Tamminga has also edited keyboard music by Giovanni de Macque, Giulio Segni, Palestrina, Jacques Buus, Marc’Antonio Cavazzoni and music for two organs.

Since 2010 he is the curator of the San Colombano-Tagliavini collection of early music instruments in Bologna.  He performs all over Europe, in the U.S.A, and in Japan.

 

Bruce Dickey is one of a handful of musicians worldwide who have dedicated themselves to reviving the cornetto - once an instrument of great virtuosi, but which lamentably fell into disuse in the 19th century. The revival began in the 1950s, but it was largely Bruce Dickey, who, from the late 1970s, created a new renaissance of the instrument, allowing the agility and expressive power of the cornetto to be heard once again. His many students, over more than 30 years of teaching at the Schola Cantorum Basiliensis, have helped to consolidate and elevate the status of this once forgotten instrument. For his achievements the Historic Brass Society awarded him in 2000 the prestigious Christopher Monk Award for “his monumental work in cornetto performance, historical performance practice and musicological scholarship.” In 2007 he was honored by British conductor and musicologist Andrew Parrott with a “Taverner Award” as one of 14 musicians whose “significant contributions to musical understanding have been motivated by neither commerce nor ego.”

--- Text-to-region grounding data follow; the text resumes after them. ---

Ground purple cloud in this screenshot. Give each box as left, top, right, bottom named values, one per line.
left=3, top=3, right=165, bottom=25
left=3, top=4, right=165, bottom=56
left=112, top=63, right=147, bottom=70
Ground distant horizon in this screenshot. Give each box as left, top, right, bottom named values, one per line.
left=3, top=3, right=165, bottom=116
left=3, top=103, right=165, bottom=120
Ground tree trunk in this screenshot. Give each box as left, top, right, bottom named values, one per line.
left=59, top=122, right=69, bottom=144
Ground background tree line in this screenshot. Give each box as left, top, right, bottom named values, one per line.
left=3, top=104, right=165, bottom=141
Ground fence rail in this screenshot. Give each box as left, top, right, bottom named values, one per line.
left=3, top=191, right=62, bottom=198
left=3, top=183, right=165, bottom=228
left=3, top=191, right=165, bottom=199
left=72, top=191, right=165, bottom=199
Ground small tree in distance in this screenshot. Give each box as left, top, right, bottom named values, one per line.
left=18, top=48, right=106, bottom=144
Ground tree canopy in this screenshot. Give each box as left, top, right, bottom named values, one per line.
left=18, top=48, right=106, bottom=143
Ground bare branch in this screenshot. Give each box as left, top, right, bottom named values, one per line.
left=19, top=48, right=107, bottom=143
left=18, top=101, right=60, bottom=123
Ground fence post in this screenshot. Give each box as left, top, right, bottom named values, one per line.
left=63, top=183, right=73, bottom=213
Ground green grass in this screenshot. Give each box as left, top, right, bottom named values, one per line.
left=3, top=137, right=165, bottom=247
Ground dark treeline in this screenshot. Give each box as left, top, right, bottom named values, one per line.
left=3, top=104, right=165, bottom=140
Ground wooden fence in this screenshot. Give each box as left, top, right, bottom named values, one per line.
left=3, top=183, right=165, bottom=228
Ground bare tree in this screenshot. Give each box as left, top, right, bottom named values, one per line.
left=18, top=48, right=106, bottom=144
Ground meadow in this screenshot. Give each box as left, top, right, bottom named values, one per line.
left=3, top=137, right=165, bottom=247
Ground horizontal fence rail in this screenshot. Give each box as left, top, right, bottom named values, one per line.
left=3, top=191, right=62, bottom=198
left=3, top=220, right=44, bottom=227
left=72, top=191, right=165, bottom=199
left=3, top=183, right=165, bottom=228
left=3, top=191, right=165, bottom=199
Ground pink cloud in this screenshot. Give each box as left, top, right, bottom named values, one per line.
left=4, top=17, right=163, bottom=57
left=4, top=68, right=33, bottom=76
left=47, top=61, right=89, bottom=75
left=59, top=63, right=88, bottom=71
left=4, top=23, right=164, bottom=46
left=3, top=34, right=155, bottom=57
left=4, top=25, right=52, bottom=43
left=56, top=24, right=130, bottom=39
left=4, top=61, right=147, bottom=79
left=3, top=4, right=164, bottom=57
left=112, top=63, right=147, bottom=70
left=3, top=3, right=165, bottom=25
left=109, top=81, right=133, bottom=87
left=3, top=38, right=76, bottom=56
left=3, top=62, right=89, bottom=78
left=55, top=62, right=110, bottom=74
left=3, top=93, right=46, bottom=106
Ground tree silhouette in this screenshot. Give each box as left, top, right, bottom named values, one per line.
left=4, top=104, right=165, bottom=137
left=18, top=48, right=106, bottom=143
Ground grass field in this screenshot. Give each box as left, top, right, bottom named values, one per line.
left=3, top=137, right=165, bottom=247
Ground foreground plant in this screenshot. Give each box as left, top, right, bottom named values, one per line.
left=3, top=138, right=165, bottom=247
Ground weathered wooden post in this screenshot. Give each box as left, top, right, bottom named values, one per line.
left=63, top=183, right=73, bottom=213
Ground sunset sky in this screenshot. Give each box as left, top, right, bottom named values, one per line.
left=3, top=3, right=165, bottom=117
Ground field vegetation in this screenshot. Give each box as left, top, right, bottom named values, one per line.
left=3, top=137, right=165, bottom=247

In the course of his long career as a performer and recording artist he has worked with most of the leading figures in the field of early music, including the legendary pioneers of historically informed perfomance, Gustav Leonhardt, Frans Brüggen and Nikolaus Harnoncourt. He was a member for over ten years of Jordi Savall’s Hesperion XX , and has frequently and repeatedly  collaborated wth Ton Koopman, Monica Huggett, Philippe Herreweghe and many others. Of special importance has been his long-time friendship and collaboration with Andrew Parrott, and in more recent years with Konrad Junghänel.

Bruce Dickey can be heard on countless recordings. His solo CD (“Quel lascivissimo cornetto…”) on Accent with the ensemble Tragicomedia was awarded the Diapason d’or. His second solo CD, entitled “La Bella Minuta”, has just been released on the Passacaille label.

In addition to performing, Bruce Dickey is much in demand as a teacher, both of the cornetto and of seventeenth-century performance practice. In addition to his regular class at the Schola Cantorum he has taught at the Royal Conservatory in The Hague, the Accademia Chigiana in Siena, and the Early Music Institute at Indiana University, as well as master classes in the United States, Canada, Europe and Japan. He is also active in research on performance practice, and has published, together with Michael Collver, a catalog of the surviving cornetto repertoire, and, together with trumpeter Edward Tarr, a book on historical wind articulation. In 1997, together with his wife Candace Smith, he founded Artemisia Editions, a small publishing house which produces editions of music from17th-century Italian convents.